The DGCA and Kingfisher did
not respond to requests for comment.
Meanwhile, leasing company
IFCL has also asked the DGCA to deregister four Kingfisher-operated planes, but
it faces separate obstacles.
These planes include an
Airbus A-320 parked at Mumbai airport that was impounded by tax authorities
last week after the carrier failed to settle long-pending dues.
"People just go the
airport, see a plane in Kingfisher colours, and stake their claim on it,"
the source said, referring to the tax authorities' impounding of the Airbus.
"What they don't
understand is that the plane may not belong to Kingfisher at all."
Kingfisher, owned by
flamboyant liquor baron Vijay Mallya, has hit back at the tax authorities'
actions, saying it is illegal for authorities to seize aircraft that are owned
by foreign lessors.
"This will send a very
wrong signal to any foreigner who wishes to do business in the aviation
industry in India," the airline said in a statement last week.

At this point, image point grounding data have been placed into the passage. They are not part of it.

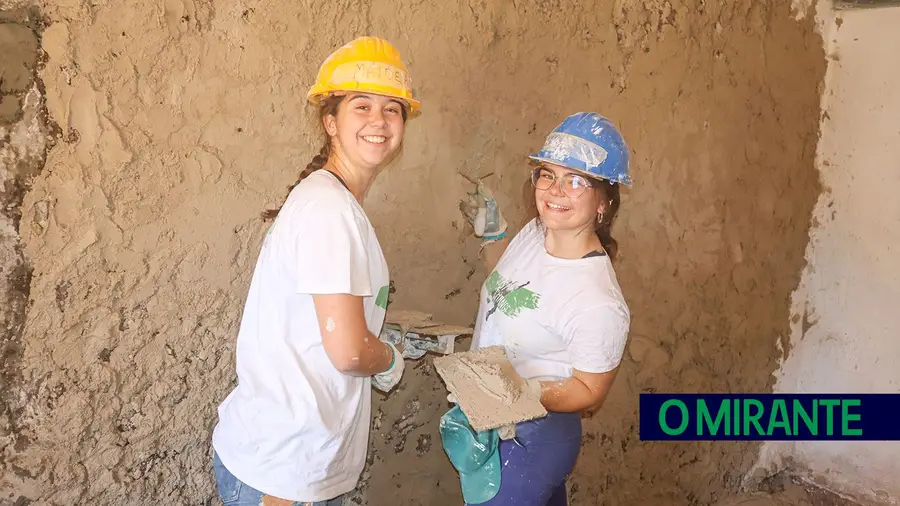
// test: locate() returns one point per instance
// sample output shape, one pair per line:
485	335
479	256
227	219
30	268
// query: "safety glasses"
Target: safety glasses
570	184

Kingfisher has 33 scheduled
passenger planes registered in India, according to data from the DGCA. It had a
fleet of 64 a year back, when it was India's No. 2 carrier by market share.
It is saddled with a
combined debt load of $2.5 billion, according to one estimate, and has not paid
salaries for months.
Kingfisher, which has not
flown since October, had its license suspended in October after months of
canceled flights and staff walkouts.